Effect of the mediterranean diet with and without weight loss on markers of inflammation in men with metabolic syndrome

AUTHOR(S)
Richard, Caroline; Couture, Patrick; Desroches, Sophie; Lamarche, Benoît
PUB. DATE
January 2013
SOURCE
Obesity (19307381);Jan2013, Vol. 21 Issue 1, p51
SOURCE TYPE
Academic Journal
DOC. TYPE
Article
ABSTRACT
Objective: Intervention studies on the Mediterranean Diet (MedDiet) have often led to weight loss, which may have contributed to the purported anti-inflammatory effects of the MedDiet. To investigate the impact of the MedDiet consumed under controlled feeding conditions before (−WL) and after weight loss (+WL) on markers of inflammation in men with metabolic syndrome (MetS). Design and Methods: Subjects ( N = 26, male, 24-65 years) with MetS first consumed a North American control diet for 5 weeks followed by a MedDiet for 5 weeks both in isocaloric feeding conditions. After a 20-week weight loss period in free-living conditions (10 ± 3% reduction in body weight, P < 0.01), participants consumed the MedDiet again under isocaloric-controlled feeding condition for 5 weeks. Results: MedDiet − WL significantly reduced plasma C-reactive protein (CRP) concentrations (−26.1%, P = 0.02) and an arbitrary inflammatory score (−9.9%, P = 0.01) that included CRP, interleukin-6 (IL-6), IL-18, and tumor necrosis factor-α (TNF-α) compared with the control diet.
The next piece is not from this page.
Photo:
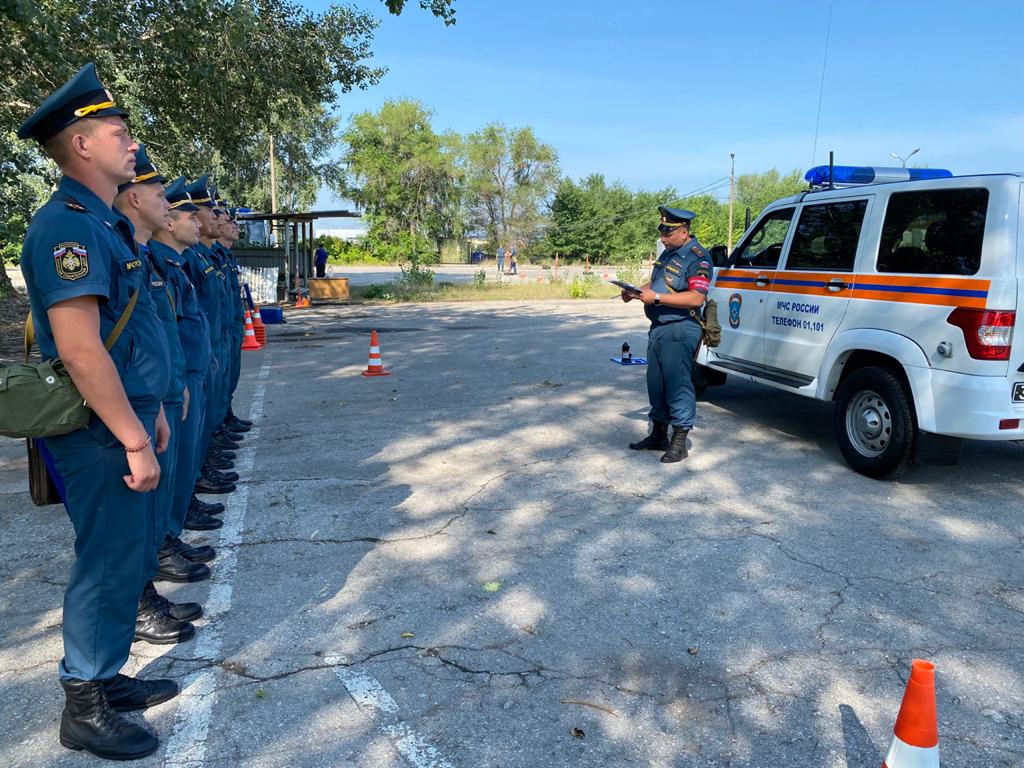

The MedDiet + WL significantly reduced plasma IL-6 (−20.7%) and IL-18 (−15.6%, both P ≤ 0.02) concentrations compared with the control diet but had no further significant impact on plasma CRP concentration. Participants with a reduction in waist circumference ≥8.5 cm after MedDiet + WL showed significantly greater reductions in inflammation markers than those with a change in waist circumference <8.5 cm. Conclusions: Thus, consuming MedDiet even in the absence of weight loss significantly reduces inflammation. However, the degree of waist circumference reduction with weight loss magnifies the impact of the MedDiet on other markers of inflammation associated with MetS in men.